3) In other words: ‘If we can’t change our economic system, our number’s up.’
4) ‘The mother narrative to all this is carbon-fuelled expansion: Our ideologies are mere subplots.’ (cf. here)
5) Do the maths yourselves or read this article by investment banker Jeremy Grantham. It’s not very CSR, I promise.
6) Did you click the article? No? Why not? No interest? Bit embarrassed maybe? Not a topic for polite conversation?
7) Exactly the point Monbiot makes. We’re destroying the planet’s biosphere. It’s blindingly obvious to everyone who gives it a single, not particularly clever thought. But the one thing that cannot be sorted out later is the great taboo:
The inescapable failure of a society built upon growth and its destruction of the Earth’s living systems are the overwhelming facts of our existence. As a result, they are mentioned almost nowhere. They are the 21st century’s great taboo, the subjects guaranteed to alienate your friends and neighbours. We live as if trapped inside a Sunday supplement: obsessed with fame, fashion and the three dreary staples of middle-class conversation: recipes, renovations and resorts. Anything but the topic that demands our attention.
Statements of the bleeding obvious, the outcomes of basic arithmetic, are treated as exotic and unpardonable distractions, while the impossible proposition by which we live is regarded as so sane and normal and unremarkable that it isn’t worthy of mention. That’s how you measure the depth of this problem: by our inability even to discuss it. (Monbiot 2014, my italics/bold)
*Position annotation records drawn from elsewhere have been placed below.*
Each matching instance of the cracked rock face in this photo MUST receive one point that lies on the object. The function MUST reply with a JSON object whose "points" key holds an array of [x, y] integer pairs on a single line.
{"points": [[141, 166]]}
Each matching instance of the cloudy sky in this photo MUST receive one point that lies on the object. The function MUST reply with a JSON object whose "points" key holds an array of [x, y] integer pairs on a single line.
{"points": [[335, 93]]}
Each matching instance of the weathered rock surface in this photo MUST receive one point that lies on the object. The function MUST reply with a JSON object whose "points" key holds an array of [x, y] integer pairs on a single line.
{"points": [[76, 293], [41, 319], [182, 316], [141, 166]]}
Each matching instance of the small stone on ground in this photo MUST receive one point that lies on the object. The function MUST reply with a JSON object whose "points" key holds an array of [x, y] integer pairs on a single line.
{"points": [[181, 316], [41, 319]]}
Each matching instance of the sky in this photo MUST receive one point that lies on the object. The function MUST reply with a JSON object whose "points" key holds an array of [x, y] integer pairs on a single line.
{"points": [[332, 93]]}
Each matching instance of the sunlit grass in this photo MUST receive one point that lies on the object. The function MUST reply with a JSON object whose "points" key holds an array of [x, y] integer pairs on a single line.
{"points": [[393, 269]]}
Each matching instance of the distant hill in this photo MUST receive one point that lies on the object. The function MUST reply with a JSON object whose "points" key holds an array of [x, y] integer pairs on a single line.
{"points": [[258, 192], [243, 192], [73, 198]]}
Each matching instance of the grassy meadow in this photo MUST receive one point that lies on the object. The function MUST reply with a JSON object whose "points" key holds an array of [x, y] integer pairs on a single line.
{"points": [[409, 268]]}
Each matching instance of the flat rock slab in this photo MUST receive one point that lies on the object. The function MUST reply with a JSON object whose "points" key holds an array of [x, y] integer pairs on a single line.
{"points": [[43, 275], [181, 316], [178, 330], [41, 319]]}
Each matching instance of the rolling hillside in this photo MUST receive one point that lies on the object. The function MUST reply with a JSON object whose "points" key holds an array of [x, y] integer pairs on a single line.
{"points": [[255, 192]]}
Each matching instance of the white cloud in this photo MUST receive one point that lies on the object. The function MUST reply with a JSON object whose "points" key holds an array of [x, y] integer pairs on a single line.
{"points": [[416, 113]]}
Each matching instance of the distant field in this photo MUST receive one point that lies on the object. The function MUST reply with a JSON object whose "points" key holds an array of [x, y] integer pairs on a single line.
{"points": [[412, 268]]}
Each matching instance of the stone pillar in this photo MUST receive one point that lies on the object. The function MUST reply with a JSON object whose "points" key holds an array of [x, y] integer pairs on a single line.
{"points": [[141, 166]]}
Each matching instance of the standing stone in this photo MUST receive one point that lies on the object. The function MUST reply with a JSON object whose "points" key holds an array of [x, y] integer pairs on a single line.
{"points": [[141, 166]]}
Here’s an afterthought from the essay by Graham mentioned before. For the cornucopians who trust that super-smart technology will save our bacon. I hope it will, sure. But I think it would be super-smart to act as if it won’t in the meanwhile, just to be safe. Let’s just not forget we believe something others believed before: that we’re the chosen ones. Graham, super-smart himself, writes:
I was once invited to a monthly discussion held by a very diverse, very smart group, at which it slowly dawned on my jet-lagged brain that I was expected to contribute. So finally, in desperation, I gave my first-ever “running out of everything” harangue (off topic as usual). Not one solitary soul agreed. What they did agree on was that the human mind is – unlike resources – infinite and, consequently, the intellectual cavalry would always ride to the rescue. I was too tired to argue that the infinite brains present in Mayan civilization after Mayan civilization could not stop them from imploding as weather (mainly) moved against them. Many other civilizations, despite being armed with the same brains as we have, bit the dust or just faded away after the misuse of their resources.This faith in the human brain is just human exceptionalism and is not justified either by our past disasters, the accumulated damage we have done to the planet, or the frozen-in-the-headlights response we are showing right now in the face of the distant locomotive quite rapidly approaching and, thoughtfully enough, whistling loudly. (Graham 2011)
Let’s get our act together and outta that Sunday supplement.
Sunday supplements is where the truth lies.